The service ends with the Lord's Prayer and instructions for members to exit through the church's back entrance—tear gas is in the air in front. A short time later, a wailing ambulance arrives, delivering six young men. One clutches his wrist; another reveals a back peppered with birdshot. Another will probably lose his eye.
Violence Strikes Home
The following night, the violence touches the church family. A KDEC teenager is shot near Tahrir. News spreads that someone kidnapped the daughter of a church member. Another member is found dead, murdered on his way home from the airport.
"Lord, let this be the pain of childbirth," prays Maurice. "Let the suffering bring life."
The graffiti covering downtown Cairo chronicles the elated optimism of the Egyptian revolution's early days. Spray-painted pairings of crosses and crescents abound. But today's headlines belie that peace and prosperity are near at hand.

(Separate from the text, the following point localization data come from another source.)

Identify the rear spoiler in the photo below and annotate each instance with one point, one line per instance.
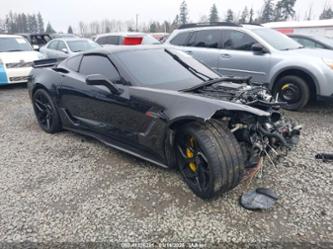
(46, 62)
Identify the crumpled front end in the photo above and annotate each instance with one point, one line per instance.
(260, 137)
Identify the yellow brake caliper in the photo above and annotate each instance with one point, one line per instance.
(189, 154)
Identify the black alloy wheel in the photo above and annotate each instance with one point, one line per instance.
(294, 91)
(209, 158)
(46, 112)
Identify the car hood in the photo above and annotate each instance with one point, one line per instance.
(26, 56)
(320, 53)
(180, 104)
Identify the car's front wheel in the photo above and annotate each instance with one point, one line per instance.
(46, 112)
(209, 158)
(294, 91)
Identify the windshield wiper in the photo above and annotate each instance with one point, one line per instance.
(188, 67)
(219, 80)
(14, 50)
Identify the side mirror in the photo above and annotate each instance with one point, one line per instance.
(100, 80)
(35, 47)
(258, 48)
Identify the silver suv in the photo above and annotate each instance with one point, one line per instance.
(295, 74)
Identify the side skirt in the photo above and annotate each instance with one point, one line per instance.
(117, 147)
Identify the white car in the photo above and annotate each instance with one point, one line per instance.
(16, 58)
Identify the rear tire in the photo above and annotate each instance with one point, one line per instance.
(46, 112)
(209, 158)
(293, 90)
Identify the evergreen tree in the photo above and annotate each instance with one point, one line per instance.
(70, 30)
(40, 23)
(175, 23)
(230, 16)
(183, 15)
(326, 14)
(214, 15)
(268, 11)
(153, 27)
(251, 19)
(24, 23)
(244, 16)
(284, 9)
(49, 29)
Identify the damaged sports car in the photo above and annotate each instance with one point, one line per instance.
(165, 107)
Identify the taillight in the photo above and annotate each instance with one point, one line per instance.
(132, 40)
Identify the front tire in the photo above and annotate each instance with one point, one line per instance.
(209, 158)
(46, 112)
(293, 90)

A report by the Maspero Youth Union, a leading religious advocacy group, documents six violent attacks against Copts during the first year of the revolution, compared with fifteen during Mubarak's entire 30-year reign. The front page of Egypt's only Coptic newspaper, Watani, regularly reports incidents of "collective punishment" in which Christian families in rural villages are ordered to leave town in order to preserve the peace after an individual Christian's transgression.
Last week Copts protested in Cairo after a state security court in Minya sentenced 12 Copts to life in prison while acquitting 8 Muslims for their roles in a deadly April 2011 fight that killed several Muslims and destroyed dozens of Christian homes and businesses. And today Copts are facing blame for "betraying the revolution" after the first free presidential election in Egypt's history—despite more than a year of revolutionary activism—resulted in a runoff between two all-too-familiar choices: the old Mubarak regime vs. the Muslim Brotherhood.
Are Christians fleeing Egypt? Some, yes. Nearly every church can name a family that has emigrated. Many more families desire to follow suit but cannot.
But the closer one looks, an irony emerges. Coptic leaders report that a significant number of Christians, especially in rural or poor communities, do fear the future. But many of the most ardently Christian—former Muslims who now follow Christ and have the most to lose under an Islamist government—are the most eager to stay. They hold to their love of country—and to their belief in God's promise in Isaiah 19: "Blessed be Egypt my people."